作者
Hengzhao Liu,Huijuan Zhou,Hang Ye,Mengdi Li,Jiayu Ma,Ruimin Xi,Xiaozhou He,Peng Zhao
摘要
SUMMARY Persian walnut ( Juglans regia ) is an economically important nut oil tree; the fruit has a hard endocarp/shell to protect seeds, thus playing a key role in its evolution, and the shell thickness is an important trait for walnut breeding. However, the genomic landscape and the gene regulatory networks associated with walnut shell development remain to be systematically elucidated.
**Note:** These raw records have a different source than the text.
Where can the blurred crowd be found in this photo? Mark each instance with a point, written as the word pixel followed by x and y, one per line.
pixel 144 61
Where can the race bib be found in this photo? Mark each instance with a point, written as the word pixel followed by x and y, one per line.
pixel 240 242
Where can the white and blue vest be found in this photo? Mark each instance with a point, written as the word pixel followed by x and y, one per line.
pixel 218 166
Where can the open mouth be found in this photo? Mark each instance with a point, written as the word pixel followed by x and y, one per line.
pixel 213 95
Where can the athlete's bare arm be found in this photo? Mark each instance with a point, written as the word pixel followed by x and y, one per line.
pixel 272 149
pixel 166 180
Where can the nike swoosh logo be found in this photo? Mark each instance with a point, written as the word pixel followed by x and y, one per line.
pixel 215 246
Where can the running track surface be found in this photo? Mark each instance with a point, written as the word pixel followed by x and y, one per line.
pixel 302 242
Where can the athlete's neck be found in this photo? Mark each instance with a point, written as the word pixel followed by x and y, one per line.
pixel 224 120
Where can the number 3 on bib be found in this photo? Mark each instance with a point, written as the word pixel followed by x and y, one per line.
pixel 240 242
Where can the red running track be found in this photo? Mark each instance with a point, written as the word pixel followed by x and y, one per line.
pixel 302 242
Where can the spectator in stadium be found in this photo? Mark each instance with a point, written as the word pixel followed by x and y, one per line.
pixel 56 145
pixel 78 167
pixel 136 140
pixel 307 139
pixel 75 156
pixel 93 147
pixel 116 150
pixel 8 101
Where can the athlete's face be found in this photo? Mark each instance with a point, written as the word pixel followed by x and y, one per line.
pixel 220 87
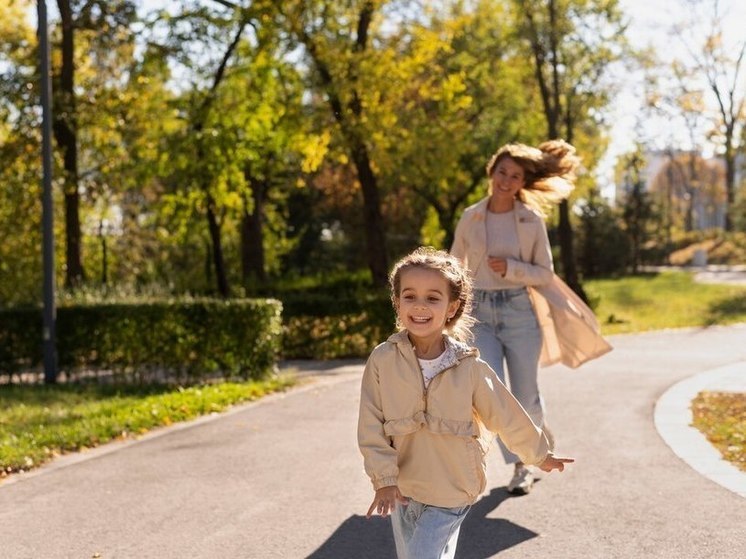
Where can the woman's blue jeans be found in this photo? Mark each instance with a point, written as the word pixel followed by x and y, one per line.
pixel 508 334
pixel 426 532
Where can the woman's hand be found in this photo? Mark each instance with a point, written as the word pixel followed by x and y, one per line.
pixel 498 265
pixel 385 501
pixel 553 463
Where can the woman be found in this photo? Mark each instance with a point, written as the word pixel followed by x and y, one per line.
pixel 503 241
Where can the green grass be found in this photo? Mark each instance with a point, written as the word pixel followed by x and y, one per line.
pixel 721 416
pixel 39 422
pixel 665 300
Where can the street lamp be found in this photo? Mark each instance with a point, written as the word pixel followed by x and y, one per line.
pixel 48 332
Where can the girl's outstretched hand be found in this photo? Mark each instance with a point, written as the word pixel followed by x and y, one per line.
pixel 385 501
pixel 554 463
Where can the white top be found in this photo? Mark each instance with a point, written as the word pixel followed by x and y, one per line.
pixel 502 241
pixel 431 367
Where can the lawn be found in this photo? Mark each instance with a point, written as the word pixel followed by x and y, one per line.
pixel 665 300
pixel 39 422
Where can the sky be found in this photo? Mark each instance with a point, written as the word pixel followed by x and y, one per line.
pixel 649 24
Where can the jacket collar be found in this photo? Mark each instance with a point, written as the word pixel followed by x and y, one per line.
pixel 522 212
pixel 455 350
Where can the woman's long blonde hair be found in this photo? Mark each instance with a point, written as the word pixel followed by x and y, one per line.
pixel 549 171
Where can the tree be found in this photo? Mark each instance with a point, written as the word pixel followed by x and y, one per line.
pixel 637 209
pixel 457 77
pixel 20 147
pixel 77 16
pixel 572 43
pixel 337 42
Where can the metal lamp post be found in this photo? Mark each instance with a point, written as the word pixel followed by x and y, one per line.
pixel 50 312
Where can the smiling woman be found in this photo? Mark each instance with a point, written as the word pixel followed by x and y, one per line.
pixel 504 243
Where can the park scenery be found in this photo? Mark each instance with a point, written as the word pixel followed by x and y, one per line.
pixel 211 200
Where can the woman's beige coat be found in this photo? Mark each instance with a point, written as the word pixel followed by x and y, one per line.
pixel 432 442
pixel 570 331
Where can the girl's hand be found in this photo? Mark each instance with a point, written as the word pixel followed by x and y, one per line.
pixel 385 501
pixel 498 265
pixel 553 463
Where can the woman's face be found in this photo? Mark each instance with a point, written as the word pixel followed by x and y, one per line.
pixel 507 178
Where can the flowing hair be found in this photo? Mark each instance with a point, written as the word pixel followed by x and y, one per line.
pixel 459 286
pixel 549 172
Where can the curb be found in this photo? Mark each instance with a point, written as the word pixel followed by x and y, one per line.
pixel 673 419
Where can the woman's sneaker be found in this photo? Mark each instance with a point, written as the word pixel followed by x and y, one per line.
pixel 522 482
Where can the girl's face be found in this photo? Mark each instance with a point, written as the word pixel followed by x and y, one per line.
pixel 423 302
pixel 507 178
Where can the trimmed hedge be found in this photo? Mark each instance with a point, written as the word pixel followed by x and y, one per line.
pixel 333 326
pixel 187 341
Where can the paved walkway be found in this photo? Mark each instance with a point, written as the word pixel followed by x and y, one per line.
pixel 282 478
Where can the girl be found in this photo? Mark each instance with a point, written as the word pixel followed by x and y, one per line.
pixel 503 242
pixel 429 409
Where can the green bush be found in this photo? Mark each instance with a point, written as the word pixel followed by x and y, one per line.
pixel 332 326
pixel 187 341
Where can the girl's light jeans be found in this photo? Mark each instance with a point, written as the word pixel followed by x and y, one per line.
pixel 507 333
pixel 426 532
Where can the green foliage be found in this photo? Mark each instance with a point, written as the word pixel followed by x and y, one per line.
pixel 603 245
pixel 665 300
pixel 330 326
pixel 187 341
pixel 39 422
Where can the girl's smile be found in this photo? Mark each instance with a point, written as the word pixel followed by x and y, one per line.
pixel 424 306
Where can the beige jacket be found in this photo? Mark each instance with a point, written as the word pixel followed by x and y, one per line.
pixel 570 331
pixel 432 442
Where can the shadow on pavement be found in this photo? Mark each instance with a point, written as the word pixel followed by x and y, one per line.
pixel 480 537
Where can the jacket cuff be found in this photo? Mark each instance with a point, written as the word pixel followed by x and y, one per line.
pixel 384 482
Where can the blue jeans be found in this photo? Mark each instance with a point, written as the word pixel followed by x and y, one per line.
pixel 507 333
pixel 426 532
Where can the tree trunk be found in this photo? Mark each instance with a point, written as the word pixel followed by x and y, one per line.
pixel 730 180
pixel 375 238
pixel 373 217
pixel 65 132
pixel 252 236
pixel 217 248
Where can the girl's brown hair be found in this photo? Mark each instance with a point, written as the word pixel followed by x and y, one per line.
pixel 549 171
pixel 459 283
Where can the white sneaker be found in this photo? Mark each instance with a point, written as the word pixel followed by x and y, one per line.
pixel 522 481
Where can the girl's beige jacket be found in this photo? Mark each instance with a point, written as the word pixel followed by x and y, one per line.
pixel 432 442
pixel 569 328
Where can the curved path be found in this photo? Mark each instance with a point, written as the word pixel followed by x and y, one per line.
pixel 282 478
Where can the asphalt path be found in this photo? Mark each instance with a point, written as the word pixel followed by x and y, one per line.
pixel 282 478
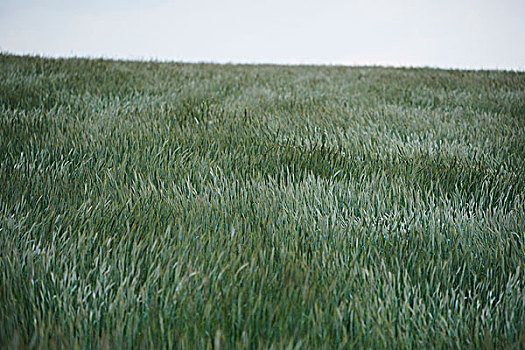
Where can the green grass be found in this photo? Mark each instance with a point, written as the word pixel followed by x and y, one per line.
pixel 194 206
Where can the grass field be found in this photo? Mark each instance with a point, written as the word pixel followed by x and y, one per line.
pixel 206 206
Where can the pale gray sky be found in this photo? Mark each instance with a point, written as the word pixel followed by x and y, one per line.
pixel 445 33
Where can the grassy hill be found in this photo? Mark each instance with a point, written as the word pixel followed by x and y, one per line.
pixel 181 205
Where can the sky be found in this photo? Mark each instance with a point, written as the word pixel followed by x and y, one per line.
pixel 482 34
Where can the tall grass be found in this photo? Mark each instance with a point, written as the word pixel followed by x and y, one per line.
pixel 205 206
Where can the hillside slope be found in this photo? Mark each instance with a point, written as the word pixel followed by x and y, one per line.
pixel 183 205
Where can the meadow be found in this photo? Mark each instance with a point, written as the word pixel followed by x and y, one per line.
pixel 171 205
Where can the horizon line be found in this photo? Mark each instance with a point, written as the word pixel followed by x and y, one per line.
pixel 284 63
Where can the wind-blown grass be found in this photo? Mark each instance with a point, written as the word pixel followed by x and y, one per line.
pixel 179 205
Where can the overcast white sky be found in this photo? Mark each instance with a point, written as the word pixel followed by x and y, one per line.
pixel 445 33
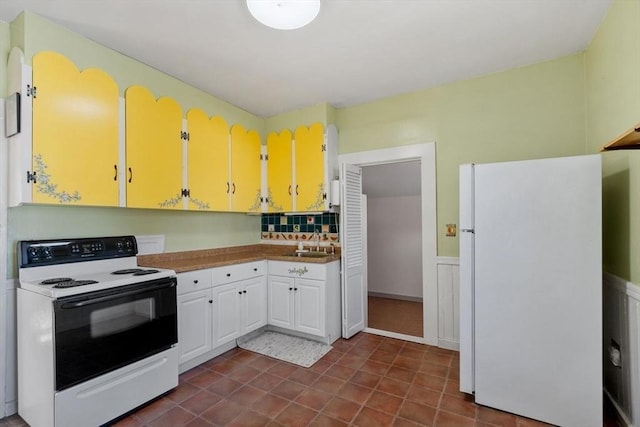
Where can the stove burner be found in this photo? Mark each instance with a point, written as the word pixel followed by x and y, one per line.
pixel 128 271
pixel 72 283
pixel 56 280
pixel 145 272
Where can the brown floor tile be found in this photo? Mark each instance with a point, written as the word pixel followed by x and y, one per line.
pixel 172 418
pixel 246 395
pixel 282 369
pixel 223 412
pixel 430 381
pixel 303 376
pixel 182 392
pixel 448 419
pixel 355 393
pixel 154 410
pixel 288 389
pixel 370 417
pixel 374 367
pixel 328 384
pixel 341 409
pixel 296 415
pixel 341 372
pixel 265 381
pixel 395 387
pixel 365 379
pixel 463 406
pixel 201 401
pixel 314 399
pixel 384 402
pixel 424 396
pixel 243 374
pixel 250 419
pixel 270 405
pixel 324 421
pixel 205 379
pixel 224 386
pixel 415 412
pixel 400 374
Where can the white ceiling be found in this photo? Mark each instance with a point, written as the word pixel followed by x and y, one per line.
pixel 392 179
pixel 355 51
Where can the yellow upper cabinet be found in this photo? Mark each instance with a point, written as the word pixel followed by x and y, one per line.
pixel 207 162
pixel 310 151
pixel 153 150
pixel 75 133
pixel 279 172
pixel 246 170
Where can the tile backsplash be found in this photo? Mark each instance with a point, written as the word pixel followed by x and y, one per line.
pixel 300 227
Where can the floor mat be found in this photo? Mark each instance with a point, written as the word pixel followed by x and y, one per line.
pixel 298 351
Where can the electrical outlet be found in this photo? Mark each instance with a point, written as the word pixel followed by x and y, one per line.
pixel 450 230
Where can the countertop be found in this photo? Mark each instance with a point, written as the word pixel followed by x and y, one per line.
pixel 209 258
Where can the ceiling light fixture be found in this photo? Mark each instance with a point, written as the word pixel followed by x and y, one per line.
pixel 284 14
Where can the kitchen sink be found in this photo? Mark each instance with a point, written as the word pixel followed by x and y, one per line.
pixel 311 254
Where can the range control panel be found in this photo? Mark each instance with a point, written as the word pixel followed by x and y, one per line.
pixel 33 253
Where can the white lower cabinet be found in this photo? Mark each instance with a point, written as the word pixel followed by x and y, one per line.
pixel 216 306
pixel 305 298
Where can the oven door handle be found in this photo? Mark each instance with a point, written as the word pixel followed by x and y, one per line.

Here, we report a high‐quality genome assembly of the walnut cultivar ‘Xiangling’ and construct a graphic structure pan‐genome of eight Juglans species to reveal the genetic variations at the genome level. We re‐sequence 285 accessions to characterize the genomic variation landscape. Through genome‐wide association studies (GWAS), we identified 19 loci associated with more than 268 loci that underwent selection during walnut domestication and improvement. Multi‐omics analyses, including transcriptomics, metabolomics, DNA methylation, and spatial transcriptomics across eleven developmental stages, revealed several candidate genes related to secondary cell biosynthesis and lignin accumulation. This integrated multi‐omics approach revealed several candidate genes associated with secondary cell biosynthesis and lignin accumulation, such as UGP , MYB308, MYB83 , NAC043 , NAC073 , CCoAOMT1 , CCoAOMT7 , CHS2 , CESA7 , LAC7 , COBL4 , and IRX12 . Overexpression of JrUGP and JrMYB308 in Arabidopsis thaliana confirmed their roles in lignin biosynthesis and cell wall thickening. Consequently, our comprehensive multi‐omics findings offer novel insights into walnut genetic variation and network regulation of endocarp development and shell thickness, which enable further genome‐informed breeding strategies for walnut cultivar improvement.